Secondly, it is clearly a problem to have all the responsibility for research and development for radioactive waste facilities attached to a private industrial entity that is not part of the national public access to information system. If the work of private nuclear waste company SKB had been open to public scrutiny it is likely that the copper corrosion controversy would have been resolved much earlier. It would also have been better to have more resources, and a better mandate for the regulator to carry out its own independent research. And to have more general public funding for research on RWM.

Thirdly, the science behind the SNF repository safety case seems to have gone into a mode of confirmation bias early on. It is of course possible that SKB actively avoided doing the necessary research to prove that the copper canister would work as intended. But what has happened can perhaps be explained instead by a tunnel vision based on early basic assumptions that were just thought not needed to be tested, even when there were clear signs that the assumptions might be wrong.

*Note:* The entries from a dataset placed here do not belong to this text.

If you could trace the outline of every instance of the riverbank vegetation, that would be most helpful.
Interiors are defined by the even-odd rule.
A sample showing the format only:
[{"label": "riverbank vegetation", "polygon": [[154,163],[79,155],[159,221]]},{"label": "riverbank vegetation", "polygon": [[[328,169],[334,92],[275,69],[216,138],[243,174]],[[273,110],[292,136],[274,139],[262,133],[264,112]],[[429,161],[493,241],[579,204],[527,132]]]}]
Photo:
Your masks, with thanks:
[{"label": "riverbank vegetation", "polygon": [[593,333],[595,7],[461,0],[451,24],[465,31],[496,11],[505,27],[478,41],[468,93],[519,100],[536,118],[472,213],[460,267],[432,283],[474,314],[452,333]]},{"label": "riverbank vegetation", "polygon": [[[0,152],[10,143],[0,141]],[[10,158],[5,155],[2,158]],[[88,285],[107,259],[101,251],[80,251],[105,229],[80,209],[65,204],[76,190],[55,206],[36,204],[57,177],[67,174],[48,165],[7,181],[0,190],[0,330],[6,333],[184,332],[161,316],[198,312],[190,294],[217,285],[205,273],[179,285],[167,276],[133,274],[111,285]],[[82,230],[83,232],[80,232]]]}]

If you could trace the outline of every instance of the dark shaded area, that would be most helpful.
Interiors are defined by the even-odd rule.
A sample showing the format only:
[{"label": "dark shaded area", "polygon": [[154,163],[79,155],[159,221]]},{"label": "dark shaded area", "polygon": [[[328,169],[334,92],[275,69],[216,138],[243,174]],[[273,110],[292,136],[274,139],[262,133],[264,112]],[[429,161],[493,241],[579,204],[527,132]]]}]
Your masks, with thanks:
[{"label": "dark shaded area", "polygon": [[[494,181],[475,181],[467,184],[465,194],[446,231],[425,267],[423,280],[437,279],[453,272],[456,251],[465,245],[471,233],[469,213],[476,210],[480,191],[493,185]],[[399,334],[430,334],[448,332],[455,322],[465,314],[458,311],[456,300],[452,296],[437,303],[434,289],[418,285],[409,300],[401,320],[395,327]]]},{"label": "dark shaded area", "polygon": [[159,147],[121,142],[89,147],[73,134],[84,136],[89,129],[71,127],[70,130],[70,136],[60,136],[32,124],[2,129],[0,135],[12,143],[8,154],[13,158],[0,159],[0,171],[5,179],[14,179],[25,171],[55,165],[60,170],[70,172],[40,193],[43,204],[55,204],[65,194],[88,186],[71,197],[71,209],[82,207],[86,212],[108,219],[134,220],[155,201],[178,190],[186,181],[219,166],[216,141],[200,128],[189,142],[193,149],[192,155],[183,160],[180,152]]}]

Fourthly, the quality of the decision-making process was improved considerably by the implementation of good consultation processes and systems for access to justice. Even though the final outcome of the decision-making for the SNF repository may have been disappointing to some parties, it is hard to argue that not all voices were heard or were able to influence the process. The quality of the decision-making process was further improved by resourcing local communities and environmental NGOs to be able to participate fully in the process.

Finally, it is of vital importance that all problems that arise during the development and decision-making process for a repository for high-level radioactive waste are fully examined as far as possible. And even more importantly, as early as possible. The challenge is to find a governance system that both encourages and enables this.